昨年のドラフトで5球団競合の末、ソフトバンクに入団した田中正義 昨秋のドラフト会議で5球団から重複1位指名を受けた大物の言葉としては、少し弱気に聞こえるかもしれない。だが裏を返せば、それだけ自分のことを客観視できているとも取れる。

 今春のソフトバンクキャンプでは、そんな田中についての「不安」なニュースが連日報道されている。

「ストレートと変化球で腕の振りが違う」「バント処理の送球が不安定」……などなど。一軍での活躍が期待される投手としては、どれも致命的な弱点のように思える。だが、これらの不安要素を田中はプロ入り前から口にしていた。さらに言えば、今後実戦形式での登板が増えてくるにつれて「クイックモーションが遅い」という指摘が噴出するだろう。だが、それも本人にしてみれば、すべて想定内の事態に違いない。

 筆者がソフトバンクキャンプを訪れた第2クール、田中はブルペンでもがいていた。ボールが抜けたり、引っかかったりと球筋が安定せず、ブルペン捕手に「すいません」と謝るシーンが何度も繰り返された。

 自分の理想の投球とはまるでかけ離れた内容だったはずだ。並のルーキーならば「今日は最悪でした」「バラバラでした」などとコメントしそうなもの。だが、ブルペンを出た田中は「何球かいいボールがありました。後半は良かったんじゃないですか」と手応えを口にした。その言葉はとても虚勢を張っているようには聞こえなかった。田中本人にとっては、ある程度「通過点」という割り切りがあるのだろう。

 ソフトバンクの高村祐コーチは言う。

「ブルペンではいい角度で球が来ていますし、ボールの強さもあると思います。ただ、まだ本人も仕上がっていないと言っていますし、これからでしょう。(課題の)フィールディングについては、まだ何ができて何ができないのか、見極めている段階です」

 まずはスローペースで船出した、ドラフトの目玉のプロ1年目。

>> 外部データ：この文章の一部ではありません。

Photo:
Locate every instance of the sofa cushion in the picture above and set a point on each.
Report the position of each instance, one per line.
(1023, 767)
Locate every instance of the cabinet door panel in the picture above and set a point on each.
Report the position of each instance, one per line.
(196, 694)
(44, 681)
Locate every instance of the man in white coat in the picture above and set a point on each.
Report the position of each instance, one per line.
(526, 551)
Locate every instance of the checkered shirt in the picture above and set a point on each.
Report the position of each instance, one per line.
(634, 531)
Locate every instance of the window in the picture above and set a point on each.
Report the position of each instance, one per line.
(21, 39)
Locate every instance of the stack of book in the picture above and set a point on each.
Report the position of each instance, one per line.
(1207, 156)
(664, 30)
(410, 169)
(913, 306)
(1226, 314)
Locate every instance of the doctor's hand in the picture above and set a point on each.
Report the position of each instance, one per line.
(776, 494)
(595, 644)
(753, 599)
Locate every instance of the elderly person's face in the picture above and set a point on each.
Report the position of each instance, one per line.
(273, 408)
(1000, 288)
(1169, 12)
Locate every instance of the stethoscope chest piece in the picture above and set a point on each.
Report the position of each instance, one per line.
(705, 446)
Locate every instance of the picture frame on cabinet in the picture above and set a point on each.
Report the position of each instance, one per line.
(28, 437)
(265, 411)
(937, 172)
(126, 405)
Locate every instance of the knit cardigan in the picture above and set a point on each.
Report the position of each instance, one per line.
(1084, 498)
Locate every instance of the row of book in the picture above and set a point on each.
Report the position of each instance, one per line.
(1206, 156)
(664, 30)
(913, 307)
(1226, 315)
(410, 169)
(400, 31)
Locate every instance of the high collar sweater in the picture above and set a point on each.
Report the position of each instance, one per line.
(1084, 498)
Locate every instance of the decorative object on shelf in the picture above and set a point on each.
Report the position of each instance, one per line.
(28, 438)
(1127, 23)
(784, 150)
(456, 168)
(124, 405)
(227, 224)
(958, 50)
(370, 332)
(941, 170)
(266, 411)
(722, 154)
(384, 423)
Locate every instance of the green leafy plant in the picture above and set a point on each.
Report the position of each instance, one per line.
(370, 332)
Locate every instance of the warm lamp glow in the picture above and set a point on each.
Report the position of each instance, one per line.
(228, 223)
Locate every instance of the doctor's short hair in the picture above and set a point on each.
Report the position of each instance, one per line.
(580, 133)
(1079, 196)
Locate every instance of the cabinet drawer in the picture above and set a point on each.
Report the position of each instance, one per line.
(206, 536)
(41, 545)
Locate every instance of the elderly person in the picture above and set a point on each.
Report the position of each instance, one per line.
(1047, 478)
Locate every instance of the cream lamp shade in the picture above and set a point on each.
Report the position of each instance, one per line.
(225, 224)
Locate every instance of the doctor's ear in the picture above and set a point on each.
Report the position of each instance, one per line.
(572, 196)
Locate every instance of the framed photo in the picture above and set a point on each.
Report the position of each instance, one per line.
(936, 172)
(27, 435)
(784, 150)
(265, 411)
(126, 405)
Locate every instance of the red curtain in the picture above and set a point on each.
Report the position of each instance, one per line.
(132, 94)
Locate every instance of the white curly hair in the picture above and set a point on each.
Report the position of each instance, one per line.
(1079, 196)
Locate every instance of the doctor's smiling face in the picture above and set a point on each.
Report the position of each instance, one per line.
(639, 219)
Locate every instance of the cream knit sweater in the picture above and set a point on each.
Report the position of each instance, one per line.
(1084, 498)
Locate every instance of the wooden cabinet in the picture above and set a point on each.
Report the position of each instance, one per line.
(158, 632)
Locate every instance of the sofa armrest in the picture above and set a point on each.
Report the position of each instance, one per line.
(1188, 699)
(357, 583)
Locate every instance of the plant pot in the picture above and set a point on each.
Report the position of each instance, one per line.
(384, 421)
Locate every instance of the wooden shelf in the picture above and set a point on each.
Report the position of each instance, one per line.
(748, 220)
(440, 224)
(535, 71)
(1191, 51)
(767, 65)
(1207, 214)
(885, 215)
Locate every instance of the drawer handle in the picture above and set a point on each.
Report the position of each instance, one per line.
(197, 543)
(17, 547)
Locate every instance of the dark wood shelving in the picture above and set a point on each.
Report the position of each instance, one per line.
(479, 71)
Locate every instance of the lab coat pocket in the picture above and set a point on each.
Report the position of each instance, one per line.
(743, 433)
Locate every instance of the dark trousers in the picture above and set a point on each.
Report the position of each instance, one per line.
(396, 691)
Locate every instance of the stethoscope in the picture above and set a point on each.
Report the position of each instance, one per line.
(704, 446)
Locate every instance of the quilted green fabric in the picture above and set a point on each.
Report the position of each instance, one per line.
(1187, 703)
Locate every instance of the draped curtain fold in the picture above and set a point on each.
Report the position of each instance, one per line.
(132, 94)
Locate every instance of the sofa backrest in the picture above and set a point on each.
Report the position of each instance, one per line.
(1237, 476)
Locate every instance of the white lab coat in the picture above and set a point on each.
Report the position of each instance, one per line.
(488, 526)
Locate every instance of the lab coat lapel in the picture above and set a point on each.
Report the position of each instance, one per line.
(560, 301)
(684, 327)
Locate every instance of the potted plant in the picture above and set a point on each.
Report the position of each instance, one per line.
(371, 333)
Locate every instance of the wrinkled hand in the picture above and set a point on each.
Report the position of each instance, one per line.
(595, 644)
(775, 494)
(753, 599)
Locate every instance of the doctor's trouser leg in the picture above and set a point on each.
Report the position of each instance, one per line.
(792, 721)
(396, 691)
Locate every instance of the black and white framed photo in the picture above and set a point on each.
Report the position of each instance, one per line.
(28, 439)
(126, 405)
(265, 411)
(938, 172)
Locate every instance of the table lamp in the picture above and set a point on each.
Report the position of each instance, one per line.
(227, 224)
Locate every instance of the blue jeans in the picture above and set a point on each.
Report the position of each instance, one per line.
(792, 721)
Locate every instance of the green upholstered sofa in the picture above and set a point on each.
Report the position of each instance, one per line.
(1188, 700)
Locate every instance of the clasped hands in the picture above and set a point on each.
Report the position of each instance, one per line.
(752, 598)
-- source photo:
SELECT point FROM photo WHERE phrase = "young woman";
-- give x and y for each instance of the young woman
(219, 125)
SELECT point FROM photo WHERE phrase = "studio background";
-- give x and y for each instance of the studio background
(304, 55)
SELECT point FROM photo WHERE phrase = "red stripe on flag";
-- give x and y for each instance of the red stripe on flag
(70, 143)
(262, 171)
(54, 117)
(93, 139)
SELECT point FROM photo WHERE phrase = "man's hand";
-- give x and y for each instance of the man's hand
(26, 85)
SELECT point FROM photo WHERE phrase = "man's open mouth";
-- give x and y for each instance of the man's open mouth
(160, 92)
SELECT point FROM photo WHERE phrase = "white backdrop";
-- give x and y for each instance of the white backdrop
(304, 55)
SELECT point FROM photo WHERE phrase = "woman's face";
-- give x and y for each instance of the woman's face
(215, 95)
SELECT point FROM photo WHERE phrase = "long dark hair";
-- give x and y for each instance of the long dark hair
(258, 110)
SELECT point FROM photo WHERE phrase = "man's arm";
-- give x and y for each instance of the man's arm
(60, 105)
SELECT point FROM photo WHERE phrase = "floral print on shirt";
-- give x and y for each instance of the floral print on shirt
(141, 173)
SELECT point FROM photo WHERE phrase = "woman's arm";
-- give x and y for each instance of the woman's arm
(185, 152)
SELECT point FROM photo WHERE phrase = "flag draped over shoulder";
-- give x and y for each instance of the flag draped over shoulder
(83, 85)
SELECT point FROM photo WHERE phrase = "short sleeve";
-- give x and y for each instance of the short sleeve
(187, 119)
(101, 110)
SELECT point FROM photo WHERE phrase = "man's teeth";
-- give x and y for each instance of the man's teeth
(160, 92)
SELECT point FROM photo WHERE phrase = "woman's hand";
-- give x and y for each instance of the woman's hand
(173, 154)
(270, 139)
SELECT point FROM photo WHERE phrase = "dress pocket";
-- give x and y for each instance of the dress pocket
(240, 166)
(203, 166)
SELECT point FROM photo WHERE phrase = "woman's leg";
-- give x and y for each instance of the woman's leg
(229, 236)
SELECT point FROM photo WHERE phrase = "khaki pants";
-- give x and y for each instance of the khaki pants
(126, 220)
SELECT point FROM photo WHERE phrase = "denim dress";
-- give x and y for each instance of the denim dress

だが、「5球団が重複1位指名した大卒ルーキーなのに……」と田中の現状を不満に思うファンもいるはずだ。田中のドラフト時の評価を疑う声があってもおかしくはない。「本当に5球団が指名するほどの価値がある投手なのか?」と。

 田中正義の名前が中央球界で知れ渡ったのは、大学2年の6月のことだった。大学選手権で最速154キロをマーク。あの百戦錬磨の亜細亜大打線が、「ストレートが来る」とわかってスイングしているのに当たらない。当時、このボールを見た誰もが「モノが違う」と認識したはずだ。

 150キロ台のスピードボールを投げる投手はアマチュア球界にも年々増えている。だが、田中のストレートは「強さ」が違う。ホームベース付近でも、まるでリリース直後のような爆発力を保ったまま捕手のミットを激しく叩く。18.44メートルをこんなにも短く感じさせる投手はなかなかいないだろう。チームの大先輩・斉藤和巳(元ソフトバンク)の全盛期を思わせるような、迫力満点のボールを持っている。

 田中の名前をさらに売ったのは、大学3年時のユニバーシアード日本代表壮行試合だった。田中は侍ジャパン大学代表として登板し、ファームの若手主体で編成されたNPB選抜から7者連続三振を奪うなど、4イニングをパーフェクトに抑え込んだ。

 この投球で田中の評価は不動のものとなった感がある。だが、田中はこの試合のことを「困ってしまったんですよ」と振り返る。

「あの試合は真っすぐしか投げるボールがありませんでした。打たれてもいいので真っすぐを投げていたのですが、プロはストライクゾーンが狭いじゃないですか。あの試合は大学野球のストライクゾーンだったので、アウトローのボールに対して『え?』という感じで見逃し三振するバッターもいた。だから『このピッチングを”実力”にされたら困るな』と思っていました」

 実際にはスライダー、フォーク、カーブといった変化球でも三振を奪っていたし、ストライクゾーンも「プロならボール」という球は数球程度だったように思える。ファームの選手中心だったとはいえ、プロが田中のボールに圧倒されていたのは間違いない。それでも、田中本人にとっては「実力にされたら困る」という自己評価だった。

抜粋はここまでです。